CHARLOTTE — Carolina Panthers rookie Star Lotulelei knew, nearly from the outset of his arrival last season, that the front seven on defense was going to be as good as any team’s in the NFL.
However, it wasn’t until the third game of the season that the defensive tackle was able to fully grasp just how good this defense was, and could be.
The Panthers destroyed Eli Manning and the New York Giants 38-0, while sacking the two-time Super Bowl-winning quarterback seven times and intercepting him twice. It was a beating of epic proportions that was fueled by the outstanding play of the defense.
"I had a feeling we were really good when I first got here, but I think the game that kind of set it off was the New York Giants game, when our D-line just kind of went off," Lotulelei said. "We had a real good game that game. I think from that week on, we knew where we could go, and what was expected of us each and every week."
What transpired from there, was a defense that allowed just 15.1 points per game — second fewest in the NFL.
It was the front seven (four linemen and three linebackers) that made Carolina’s defense so special and dominant.
With players like star defensive ends Greg Hardy and Charles Johnson, along with the stellar interior play of Lotulelei and Dwan Edwards anchoring the middle of the defensive line, teams found it hard to run the ball, let alone set up for passes that took time to develop.
In the rare moments when a running back was able to break through to the second level while rushing the ball, there waiting for him were linebackers Thomas Davis, Luke Kuechly and Chase Blackburn.
For his efforts, Kuechly was named the AP Defensive Player of the Year, which came just one year after being named Defensive Rookie of the Year.

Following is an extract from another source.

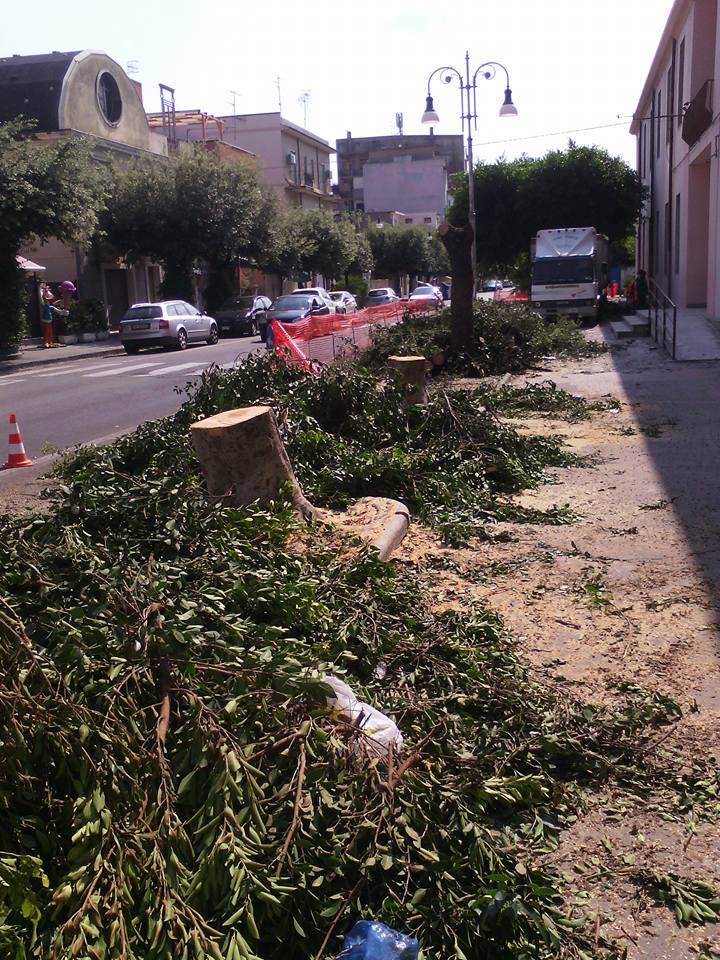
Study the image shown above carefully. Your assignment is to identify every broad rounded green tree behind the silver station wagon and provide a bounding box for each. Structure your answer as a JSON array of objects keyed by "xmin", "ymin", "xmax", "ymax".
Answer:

The scary part — Lotulelei believes last season was just the beginning of what damage this defense will inflict on opposing teams.
"I think we’ll be even better," he said. "A lot of guys from last year are just going to get a lot better. We had Greg Hardy, a Pro Bowler, and Charles is always going to be a great player, each and every year. He’s proven it. Everybody is working hard, everybody is anxious and everybody is excited."
Lotulelei makes a strong argument, considering as a first-year player he hit the proverbial "rookie wall" late in the season. At the midway point last season, many experts felt he’d win Defensive Rookie of the Year, like Kuechly did the previous year. While that didn’t happen, he still finished with three sacks, 34 tackles and 14 assists, and was the exact anchor the Panthers have so desperately looked for at defensive tackle for the previous five seasons.
Lotulelei said this offseason, and OTAs, were so much better for him this time around because he could just concentrate on football, as opposed to having to get acclimated with a new city and teammates.
"The biggest difference is definitely the comfort level, and not only on the football field, but in the classroom too, with my teammates and my group with the defensive line," he said. "You can just really feel the comfort level everybody has this year. Everybody is anxious and ready to go."
If there is one downside to the Carolina defense, it’s the secondary. Most of the key players from last year’s secondary, which was average at best, are gone.
There are literally new players at every position in the secondary, and if they’re not new to the team, they’re either new to starting, or new to their position.
Lotulelei says there’s no need to worry, and that the front seven feels absolutely zero pressure to increase its play to help out the defensive backs.
"Not at all," he said. "We definitely lost some good guys, but the guys that we’ve got this season, they’re really stepping up and we’re seeing a lot of guys making a lot of plays on the ball. We’re excited. We have all the faith in the world in our DBs and they’re going to come out and show out."